Pilots are at the helicopters at least an hour before the flight for final briefing. Loading has to be strictly supervised to ensure that centre-of-gravity parameters are maintained and that weight is within take-off limits, both for altitude and temperature.
Take-off is not always an easy process, and is invariably predicated on where the individual helicopter has overnighted.
At bigger bases such as Kabul, Bagram and Kandahar, there can be a lengthy queue for machines waiting to depart. During winter months the visibility can be poor, which means that helicopters are staggered and that sometimes results in delays of 5-10min clearance time for rotorcraft and often twice that for fixed-wing aircraft.
Maintenance of helicopters is a perennial problem: each company has its own maintenance crews. For Eastern European helicopters, there are customarily two dedicated ground technicians per aircraft, and these can include Ukrainian, Kazakh, Moldavian or Tajik nationals as well as Russians. Spares for Mi-8s emanate either from Russia or Ukraine. Western operations tend to have a pool of engineers, rather than dedicate engineers for each aircraft.
One persistent problem facing civilian air operators in Afghanistan is that very little information is forthcoming from the military, particularly the US forces. A culture of non-communication with putative allies appears to be ingrained, though civilian helicopter operators often place their machines in risky situations. "We are kept in the dark with regard to potential threat factors - they allow no foreign crews to any of their briefings," says one.
A Mil Mi-17 flying a support mission
Air traffic control in Kabul is shared between civilian and military personnel under the NATO banner. And while Bagram is a military base, civilian helicopters do go there. ATC there is in the hands of US controllers.
Military and civilian security personnel man the gates to Kabul airport. At bigger airfields - such as Kandahar and Bagram - NATO troops are used for perimeter security.
All passengers embarking at the major airports have to pass through scanners and are physically searched before boarding the aircraft. If the personnel being uplifted are military, weapons have be unloaded and anybody local carrying a weapon must hand it in to the on-board security or to the pilots before take-off.
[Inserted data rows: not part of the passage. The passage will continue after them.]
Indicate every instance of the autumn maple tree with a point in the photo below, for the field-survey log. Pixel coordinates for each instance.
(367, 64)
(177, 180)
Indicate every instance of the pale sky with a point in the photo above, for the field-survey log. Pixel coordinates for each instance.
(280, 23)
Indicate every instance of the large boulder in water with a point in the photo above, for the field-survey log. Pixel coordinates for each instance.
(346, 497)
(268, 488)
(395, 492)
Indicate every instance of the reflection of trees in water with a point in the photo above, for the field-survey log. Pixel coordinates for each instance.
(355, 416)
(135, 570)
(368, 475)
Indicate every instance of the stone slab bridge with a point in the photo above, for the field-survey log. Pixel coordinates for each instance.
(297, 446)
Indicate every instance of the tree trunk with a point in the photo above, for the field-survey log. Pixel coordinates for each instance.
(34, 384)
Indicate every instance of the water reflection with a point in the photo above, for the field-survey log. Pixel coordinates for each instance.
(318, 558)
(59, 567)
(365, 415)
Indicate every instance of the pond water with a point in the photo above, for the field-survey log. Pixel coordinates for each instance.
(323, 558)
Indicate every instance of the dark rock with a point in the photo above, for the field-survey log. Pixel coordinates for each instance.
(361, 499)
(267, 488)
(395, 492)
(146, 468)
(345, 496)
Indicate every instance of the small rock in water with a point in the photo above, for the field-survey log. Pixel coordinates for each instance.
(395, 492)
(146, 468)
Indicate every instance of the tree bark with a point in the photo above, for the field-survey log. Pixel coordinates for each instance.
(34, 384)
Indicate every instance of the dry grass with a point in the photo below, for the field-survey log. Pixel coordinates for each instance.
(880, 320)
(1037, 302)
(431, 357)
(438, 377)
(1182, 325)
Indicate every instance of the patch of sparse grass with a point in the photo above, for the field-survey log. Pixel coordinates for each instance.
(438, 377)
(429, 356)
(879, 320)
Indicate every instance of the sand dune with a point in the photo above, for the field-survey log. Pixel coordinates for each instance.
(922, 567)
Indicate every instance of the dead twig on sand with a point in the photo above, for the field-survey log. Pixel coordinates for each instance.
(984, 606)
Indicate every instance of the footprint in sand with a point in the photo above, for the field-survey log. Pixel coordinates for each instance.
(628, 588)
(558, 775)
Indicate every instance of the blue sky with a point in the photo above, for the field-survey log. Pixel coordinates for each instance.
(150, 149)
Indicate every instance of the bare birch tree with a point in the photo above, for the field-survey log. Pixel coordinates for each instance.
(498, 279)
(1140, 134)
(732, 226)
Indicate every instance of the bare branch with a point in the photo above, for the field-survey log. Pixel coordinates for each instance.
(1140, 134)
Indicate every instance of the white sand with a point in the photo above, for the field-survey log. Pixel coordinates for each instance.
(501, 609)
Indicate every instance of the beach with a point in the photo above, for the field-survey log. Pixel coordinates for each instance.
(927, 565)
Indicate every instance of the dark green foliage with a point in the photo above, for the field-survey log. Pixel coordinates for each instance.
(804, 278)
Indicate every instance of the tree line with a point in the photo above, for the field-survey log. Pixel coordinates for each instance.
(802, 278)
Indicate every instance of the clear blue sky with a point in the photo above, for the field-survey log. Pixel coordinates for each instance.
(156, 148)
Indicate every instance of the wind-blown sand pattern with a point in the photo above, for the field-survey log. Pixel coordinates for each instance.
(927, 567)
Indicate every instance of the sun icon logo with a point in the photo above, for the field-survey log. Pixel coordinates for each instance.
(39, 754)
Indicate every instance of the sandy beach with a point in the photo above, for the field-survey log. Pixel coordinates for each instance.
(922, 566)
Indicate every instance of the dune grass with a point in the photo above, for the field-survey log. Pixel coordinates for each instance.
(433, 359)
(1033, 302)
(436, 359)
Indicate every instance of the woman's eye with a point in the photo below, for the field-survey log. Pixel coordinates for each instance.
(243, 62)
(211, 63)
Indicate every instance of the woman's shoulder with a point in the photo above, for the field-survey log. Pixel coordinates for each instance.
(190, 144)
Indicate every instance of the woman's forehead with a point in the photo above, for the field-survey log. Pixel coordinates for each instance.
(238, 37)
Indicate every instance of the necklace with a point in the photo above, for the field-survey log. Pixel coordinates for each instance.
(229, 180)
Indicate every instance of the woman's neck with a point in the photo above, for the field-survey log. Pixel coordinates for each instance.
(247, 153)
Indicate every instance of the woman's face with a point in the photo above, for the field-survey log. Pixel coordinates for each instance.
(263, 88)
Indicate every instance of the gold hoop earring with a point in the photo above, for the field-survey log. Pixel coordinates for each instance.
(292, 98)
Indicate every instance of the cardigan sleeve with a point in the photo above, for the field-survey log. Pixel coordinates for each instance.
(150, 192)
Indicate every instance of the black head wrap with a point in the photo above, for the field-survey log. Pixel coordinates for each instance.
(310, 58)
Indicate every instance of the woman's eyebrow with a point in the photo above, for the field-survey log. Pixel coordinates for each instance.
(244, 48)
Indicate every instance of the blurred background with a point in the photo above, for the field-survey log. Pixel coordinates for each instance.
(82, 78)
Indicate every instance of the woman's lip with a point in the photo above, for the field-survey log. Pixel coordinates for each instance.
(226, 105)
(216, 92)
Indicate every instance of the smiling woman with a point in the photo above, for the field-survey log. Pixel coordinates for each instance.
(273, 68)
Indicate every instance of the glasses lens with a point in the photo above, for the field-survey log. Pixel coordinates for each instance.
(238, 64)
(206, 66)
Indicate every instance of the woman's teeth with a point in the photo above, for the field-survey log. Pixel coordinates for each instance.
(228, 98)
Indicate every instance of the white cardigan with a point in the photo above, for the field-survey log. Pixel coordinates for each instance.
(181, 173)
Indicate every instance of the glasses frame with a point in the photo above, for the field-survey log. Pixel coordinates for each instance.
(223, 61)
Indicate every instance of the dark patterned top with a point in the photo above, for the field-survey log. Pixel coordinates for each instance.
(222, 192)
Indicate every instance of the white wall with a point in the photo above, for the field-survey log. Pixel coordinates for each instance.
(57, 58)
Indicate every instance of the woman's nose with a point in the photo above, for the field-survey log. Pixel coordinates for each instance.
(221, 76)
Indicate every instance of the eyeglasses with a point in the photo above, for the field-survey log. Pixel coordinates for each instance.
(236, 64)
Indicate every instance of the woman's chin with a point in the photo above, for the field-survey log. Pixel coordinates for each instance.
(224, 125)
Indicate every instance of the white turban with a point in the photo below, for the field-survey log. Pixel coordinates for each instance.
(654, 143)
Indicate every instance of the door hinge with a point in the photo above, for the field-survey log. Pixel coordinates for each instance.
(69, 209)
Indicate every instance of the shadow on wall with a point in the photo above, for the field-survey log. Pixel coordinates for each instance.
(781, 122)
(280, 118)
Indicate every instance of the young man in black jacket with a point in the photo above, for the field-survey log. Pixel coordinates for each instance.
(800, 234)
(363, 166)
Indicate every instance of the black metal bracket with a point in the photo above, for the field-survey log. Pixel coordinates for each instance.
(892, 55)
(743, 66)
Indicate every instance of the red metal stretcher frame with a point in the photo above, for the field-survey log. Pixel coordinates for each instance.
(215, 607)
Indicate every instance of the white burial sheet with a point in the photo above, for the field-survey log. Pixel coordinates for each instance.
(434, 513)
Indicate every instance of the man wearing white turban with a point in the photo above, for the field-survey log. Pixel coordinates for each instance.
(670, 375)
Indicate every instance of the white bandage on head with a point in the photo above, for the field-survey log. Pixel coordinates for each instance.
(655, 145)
The weapons are then locked in a steel box and handed back to the owner on arrival at the destination.
As for the aircrews, they are a diverse lot. Most Western aircraft are flown by English-speaking nationals, the majority of them US nationals. There are also British, Australians and South African pilots. Mi-8s are flown by Eastern Europeans, South Africans and Colombians.
The civilian helicopter complement allows the military to concentrate on operations against an increasingly efficient and resilient enemy by easing the burden of having to support bases with food, spares, ammunitions, fuel and changeovers of personnel. Even military training projects are heavily supported by civilian helicopters.
"Without the large civilian helicopter component, things might get extremely difficult," argues one long-service civilian pilot. "You only have to look at the numbers: more than 100 helicopters operational during the course of an average day, some of them multitasked and flying more than a mission a day. We're talking about thousands of tons a month that would otherwise have to be taken in by road... and we have already seen how active the Taliban has been with their ambushes, mines and IEDs [improvised explosive devices]."